By Gal Sitty
As the Arab Spring continues to unfold in different ways across North Africa and the Middle East one thing that remains constant among every threatened regime is their use of anti-Israel rhetoric to try to divert attention away from their own crimes.
Early on in each country’s popular uprisings the old regime tends to blame the unrest on “Zionists,” “Israelis,” or “Western agents.” As the old regimes eventually fall the new rising leadership seems to be adopting the same anti-Israel tactics to deflect popular complaints about the slow pace of change.
In Tunisia, the leader of the new “moderate” Nahda party recently said that the “Arab region will get rid of the germ of Israel.”
In Cairo the Israeli Embassy was stormed by violent demonstrators. The embassy staff had mostly fled before the mob arrived, however, the remaining security personnel were nearly lynched by the mob. After ignoring calls from Israel, the Egyptian army managed to save the embassy security guards at the last minute after an urgent request from the US.
However, the regimes that have so far managed to stay in power seem to be worst offenders. Syrian leader Bashar al-Assad went a step further than rhetoric when in May he hired mercenaries to storm the border into Israel. The mercenaries pretended to be legitimate demonstrators protesting Israel’s independence day; however reports indicated that these violent agitators were paid up to one-thousand dollars each by Assad’s regime to storm into Israel.
An Arab country that has so far largely managed to stay out of the international spotlight, Jordan, seems to be making use of the anti-Israel rhetoric tactic almost as an official government policy to distract its residents from the ills which plague their nation.

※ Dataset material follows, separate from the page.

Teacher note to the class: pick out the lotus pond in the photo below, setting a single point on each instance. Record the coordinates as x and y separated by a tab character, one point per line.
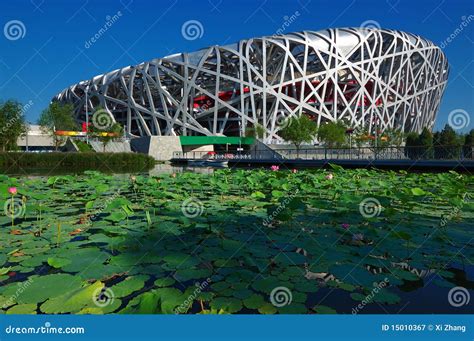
237	241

This despite the fact that Jordan has a peace agreement with Israel, which among many other stipulations requires the transfer of fresh drinking water from Israel to Jordan, a desert country that has very little water of its own.
Jordan has not been immune to the Arab Spring. Large scale demonstrations for reform have taken place in the streets of Amman, the capital, but unlike other countries these have remained mostly peaceful. Many of the nation’s residents are frustrated that they are not properly represented in a government that is controlled by a minority population, the Hashemites. King Abdullah and many of the upper level decision makers in Jordan are Hashemites. The majority of the population is Palestinian, and their underrepresented delegation to the parliament has very little ability to effect policy.
As a result, and despite previously warm relations, there has been a dramatic change in the messages emanating from Amman with regards to Israel this year. These statements have been coming from all levels of the Jordanian government. The King, government run media outlets and many high ranking officials have all taken a more anti-Israel stance, suggesting that this new development is a change in policy in Amman. Unfortunately, this new policy takes positions that are not compatible with peace, friendly relations, a free press, open dialogue and democracy.
In referring to the Arab Spring, a movement wholly unrelated to Israel, King Abdullah said that it “was a good opportunity for some to ignore the core issue… that is, the future of Israelis and Palestinians.” In the same interview Abdullah accused Netanayhu of not being serious about peace.
Jordanian Prime Minister Khasawneh, whose two predecessors were sacked as a result of popular protests, recently said that removing Hamas from Jordan was a mistake. Hamas is a terrorist organization that has murdered thousands of Israelis and many Americans. However, Hamas has recently enjoyed a boost in popularity in the Arab World due its deal with Israel to release a kidnapped Israeli in exchange for over 1,000 Arab prisoners, many of whom were convicted of murder. Khasawneh’s predecessors likely did not make such inflammatory statements. They were sacked for reasons completely unrelated to the Israeli-Palestinian conflict, yet Khasawneh focuses his attention on Israel instead of domestic reform.
The editor of the government run daily Al-Rai implied that the country’s peace agreement with Israel is in danger of being rescinded because Israel has become a “burden” to Jordan. He cited the King’s “diplomatic activity” as evidence to this. This despite previous statements from Jordanian officials touting the “thousands of positive aspects” of the peace agreement with Israel.
Verbally badgering Israel as a political tactic is a policy that only serves to cover up growing discontent and inequities. As the Jordanian population continues to see more of their brethren receive the rights that they all yearn for they will become less and less distracted by the anti-Israel “sideshow” their government is perpetuating. The people of Syria did not fall for these tactics and as a result, today, they received a comprehensive agreement brokered by the Arab League that may finally bring the change they were fighting for. If Jordanian leaders are to improve conditions at home they should focus their energies on making life better for their citizens and cease with their insistence on unwarranted verbal attacks on Israel.